Right now I have table in Mysql with 3 columns.

DocId             Int
Match_DocId       Int
Percentage Match  Int

I am storing document id along with its near duplicate document id and percentage which indicate how closely two documents match.

So if one document has 100 near duplicates, we have 100 rows for that particular document.

Right now, this table has more than 1 billion records for total of 14 millions documents. I am expecting total documents to go upto 30 millions. That means my table which stores near duplicate information will have more than 5 billions rows, may be more than that. (Near duplicate data grows exponentially compare to total document set)

Here are few issues that I have:

  1. Getting all there records in mysql table is taking lot of time.
  2. Query takes lot of time as well.

Here are few queries that I run:

  • Check if particular document has any near duplicate. (this is relatively fast, but still slow)

  • Check for given set of documents, how many near duplicates are there in each percentage range (Percentage range is 86-90, 91-95 , 96-100)?

    This query takes lot of time. Most of the time it fails. I am going group by on percentage column.

Can this be managed with any available NoSql solution?

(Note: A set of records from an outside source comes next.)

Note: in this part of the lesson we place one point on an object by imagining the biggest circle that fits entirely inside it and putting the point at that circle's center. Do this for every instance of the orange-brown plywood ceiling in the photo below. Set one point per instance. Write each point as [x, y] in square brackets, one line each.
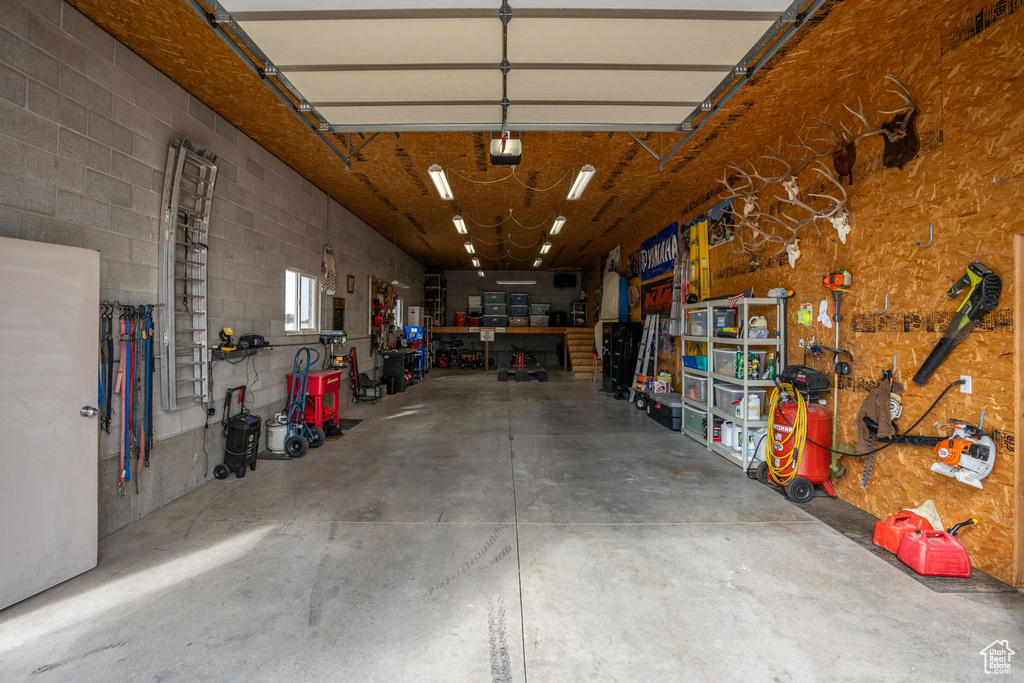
[388, 185]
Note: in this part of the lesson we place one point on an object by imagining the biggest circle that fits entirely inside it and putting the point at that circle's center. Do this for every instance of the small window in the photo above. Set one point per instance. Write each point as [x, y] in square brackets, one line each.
[301, 304]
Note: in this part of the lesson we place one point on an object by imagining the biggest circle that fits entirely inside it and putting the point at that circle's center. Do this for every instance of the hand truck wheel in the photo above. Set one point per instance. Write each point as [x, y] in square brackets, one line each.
[296, 445]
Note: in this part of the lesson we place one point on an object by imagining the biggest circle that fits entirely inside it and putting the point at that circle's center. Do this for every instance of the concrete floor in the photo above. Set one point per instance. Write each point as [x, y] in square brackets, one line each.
[471, 530]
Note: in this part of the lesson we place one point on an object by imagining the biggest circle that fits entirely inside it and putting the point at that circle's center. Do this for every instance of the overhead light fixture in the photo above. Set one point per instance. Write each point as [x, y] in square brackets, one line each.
[580, 184]
[440, 182]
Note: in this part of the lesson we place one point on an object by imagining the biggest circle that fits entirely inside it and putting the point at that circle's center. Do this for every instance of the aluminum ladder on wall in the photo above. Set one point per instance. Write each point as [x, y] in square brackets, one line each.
[184, 340]
[647, 351]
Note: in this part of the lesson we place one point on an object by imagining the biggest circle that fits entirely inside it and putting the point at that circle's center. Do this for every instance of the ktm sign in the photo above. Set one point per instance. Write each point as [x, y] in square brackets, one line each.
[655, 297]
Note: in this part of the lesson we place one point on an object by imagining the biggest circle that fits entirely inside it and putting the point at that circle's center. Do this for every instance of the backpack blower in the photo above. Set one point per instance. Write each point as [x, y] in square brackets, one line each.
[982, 297]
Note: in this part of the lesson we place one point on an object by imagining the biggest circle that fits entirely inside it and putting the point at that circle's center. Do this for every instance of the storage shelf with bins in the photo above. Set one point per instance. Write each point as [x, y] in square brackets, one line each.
[716, 379]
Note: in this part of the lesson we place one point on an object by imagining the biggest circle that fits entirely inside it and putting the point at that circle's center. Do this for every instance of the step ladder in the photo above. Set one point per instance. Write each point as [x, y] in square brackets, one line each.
[648, 349]
[182, 272]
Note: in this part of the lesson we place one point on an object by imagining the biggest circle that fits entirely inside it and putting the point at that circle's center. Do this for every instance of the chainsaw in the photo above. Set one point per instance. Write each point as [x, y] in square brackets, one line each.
[968, 456]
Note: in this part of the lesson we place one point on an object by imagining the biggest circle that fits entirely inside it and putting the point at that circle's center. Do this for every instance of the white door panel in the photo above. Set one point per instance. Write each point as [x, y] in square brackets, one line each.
[49, 307]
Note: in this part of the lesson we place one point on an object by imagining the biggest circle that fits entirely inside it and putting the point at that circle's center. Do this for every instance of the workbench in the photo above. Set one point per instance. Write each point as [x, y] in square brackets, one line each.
[509, 331]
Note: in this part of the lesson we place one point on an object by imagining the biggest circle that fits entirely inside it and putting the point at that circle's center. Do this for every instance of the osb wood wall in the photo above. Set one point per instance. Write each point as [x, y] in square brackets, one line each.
[962, 60]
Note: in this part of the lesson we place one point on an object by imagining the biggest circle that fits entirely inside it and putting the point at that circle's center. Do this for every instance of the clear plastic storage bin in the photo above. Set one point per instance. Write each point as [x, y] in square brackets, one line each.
[695, 388]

I am skeptical for SQL query support for NoSql solutions as I need group by support while querying data.

2
Why would you use NoSQL for this? Why do you think it's the right tool for the job? If you have only 3 columns in the db, a computer with 8-12 gigs of ram and a decent i5-category CPU running on properly configured InnoDB will chew this like it's nothing.N.B.
@oleksii I am not sure that NoSql will help or not. I am not able to scale MySql thats why I am looking for NoSql options.ashish
ashish, you probably want to notify @N.B. I Agree that vertical scalability has a limit, this is where horizontal scalability kicks in.oleksii
sorry for the mixup. It was targeted to @N.B.ashish
There is no reason why a NoSQL would be "quicker" and it probably won't be. Relational databases were meant for this kind of job, and even though it might seem that 5 billion rows is a lot of data - the data is pretty trivial - 3 columns of integers.N.B.

2 Answers

2
votes

MySQL

You can try sharding with your current MySql solution, i.e. splitting your large database into smaller distinctive databases. The problem with that is you should only work with one shard at a time and this would be fast. If you plan to use queries across several shards then it would be painfully slow.

NoSql

Apache Hadoop stack will be worth looking at. There are several systems that allow you to perform slightly different queries. A good point is that they all tend to interoperate well between each other.

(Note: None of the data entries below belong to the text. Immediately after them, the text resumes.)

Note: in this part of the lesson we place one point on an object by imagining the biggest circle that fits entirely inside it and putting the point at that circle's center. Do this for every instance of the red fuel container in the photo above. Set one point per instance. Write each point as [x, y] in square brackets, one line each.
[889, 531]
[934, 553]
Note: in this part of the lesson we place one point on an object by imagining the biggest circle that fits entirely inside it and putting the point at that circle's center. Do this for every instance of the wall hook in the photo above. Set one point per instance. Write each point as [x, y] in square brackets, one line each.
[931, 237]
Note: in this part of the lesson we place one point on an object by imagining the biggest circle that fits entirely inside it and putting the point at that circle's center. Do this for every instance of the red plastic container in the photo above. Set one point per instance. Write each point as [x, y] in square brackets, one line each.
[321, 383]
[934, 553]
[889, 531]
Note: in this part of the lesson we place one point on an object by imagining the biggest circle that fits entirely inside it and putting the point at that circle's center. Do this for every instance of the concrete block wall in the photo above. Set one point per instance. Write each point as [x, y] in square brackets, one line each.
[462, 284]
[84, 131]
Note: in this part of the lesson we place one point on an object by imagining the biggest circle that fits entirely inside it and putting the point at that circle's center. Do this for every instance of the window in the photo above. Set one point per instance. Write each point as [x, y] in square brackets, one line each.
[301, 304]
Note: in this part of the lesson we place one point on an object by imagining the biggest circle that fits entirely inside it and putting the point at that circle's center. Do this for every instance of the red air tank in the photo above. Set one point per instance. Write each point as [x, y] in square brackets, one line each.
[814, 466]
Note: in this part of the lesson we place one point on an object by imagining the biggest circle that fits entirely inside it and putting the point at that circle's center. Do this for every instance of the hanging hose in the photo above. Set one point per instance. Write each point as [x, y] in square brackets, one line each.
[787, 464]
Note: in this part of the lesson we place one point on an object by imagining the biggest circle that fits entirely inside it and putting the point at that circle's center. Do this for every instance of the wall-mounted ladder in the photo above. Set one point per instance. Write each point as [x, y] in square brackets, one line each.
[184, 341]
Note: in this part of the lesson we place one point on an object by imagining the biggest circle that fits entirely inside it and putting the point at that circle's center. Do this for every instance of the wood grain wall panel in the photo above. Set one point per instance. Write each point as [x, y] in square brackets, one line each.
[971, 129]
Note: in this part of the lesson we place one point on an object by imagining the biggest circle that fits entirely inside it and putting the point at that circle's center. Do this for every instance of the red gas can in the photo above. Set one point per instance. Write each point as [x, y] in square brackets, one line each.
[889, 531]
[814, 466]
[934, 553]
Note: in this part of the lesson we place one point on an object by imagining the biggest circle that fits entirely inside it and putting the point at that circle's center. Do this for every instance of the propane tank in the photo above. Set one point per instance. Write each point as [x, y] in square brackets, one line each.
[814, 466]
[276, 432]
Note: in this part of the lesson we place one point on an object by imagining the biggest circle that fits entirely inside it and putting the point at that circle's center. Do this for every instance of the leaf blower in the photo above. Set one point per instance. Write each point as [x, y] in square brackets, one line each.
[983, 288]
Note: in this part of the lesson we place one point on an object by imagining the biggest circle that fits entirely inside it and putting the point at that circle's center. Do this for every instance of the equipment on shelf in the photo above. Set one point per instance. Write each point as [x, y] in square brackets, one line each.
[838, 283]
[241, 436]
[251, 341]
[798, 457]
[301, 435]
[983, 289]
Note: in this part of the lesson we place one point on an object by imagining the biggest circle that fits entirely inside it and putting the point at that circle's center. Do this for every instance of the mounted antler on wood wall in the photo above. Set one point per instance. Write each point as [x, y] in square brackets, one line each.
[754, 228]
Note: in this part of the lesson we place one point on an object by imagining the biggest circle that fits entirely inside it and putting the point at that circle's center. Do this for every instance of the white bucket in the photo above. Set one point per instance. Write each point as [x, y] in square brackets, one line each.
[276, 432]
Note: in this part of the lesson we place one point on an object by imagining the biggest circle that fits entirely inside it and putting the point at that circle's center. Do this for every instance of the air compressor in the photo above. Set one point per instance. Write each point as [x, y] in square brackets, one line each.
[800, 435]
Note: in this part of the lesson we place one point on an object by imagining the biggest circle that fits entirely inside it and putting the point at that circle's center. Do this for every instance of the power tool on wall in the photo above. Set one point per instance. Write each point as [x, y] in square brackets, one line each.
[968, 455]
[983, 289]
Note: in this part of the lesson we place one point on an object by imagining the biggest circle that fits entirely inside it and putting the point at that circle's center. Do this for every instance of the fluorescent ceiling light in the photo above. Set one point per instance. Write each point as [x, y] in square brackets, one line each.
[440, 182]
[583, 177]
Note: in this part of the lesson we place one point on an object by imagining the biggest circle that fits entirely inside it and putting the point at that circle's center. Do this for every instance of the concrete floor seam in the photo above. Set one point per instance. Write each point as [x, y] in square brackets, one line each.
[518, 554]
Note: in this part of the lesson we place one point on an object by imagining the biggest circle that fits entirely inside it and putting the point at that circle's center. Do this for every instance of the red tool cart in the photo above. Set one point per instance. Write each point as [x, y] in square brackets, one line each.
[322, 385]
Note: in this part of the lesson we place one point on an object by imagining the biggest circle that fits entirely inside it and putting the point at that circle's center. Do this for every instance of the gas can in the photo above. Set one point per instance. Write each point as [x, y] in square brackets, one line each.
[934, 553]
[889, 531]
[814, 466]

Check if particular document has any near duplicate. (this is relatively fast, but still slow)

HBase can do this job for big table.

Check for given set of documents, how many near duplicates are there in each percentage range ? (Percentage range is 86-90, 91-95 , 96-100)

This should be a good fit for Map-Reduce


There are many other solutions, see this link for a list and brief description of other NoSql databases.

1
votes

We have good experiences with Redis. It's fast, can be make as reliable as you want it to. Other options could be CouchDB or Cassandra.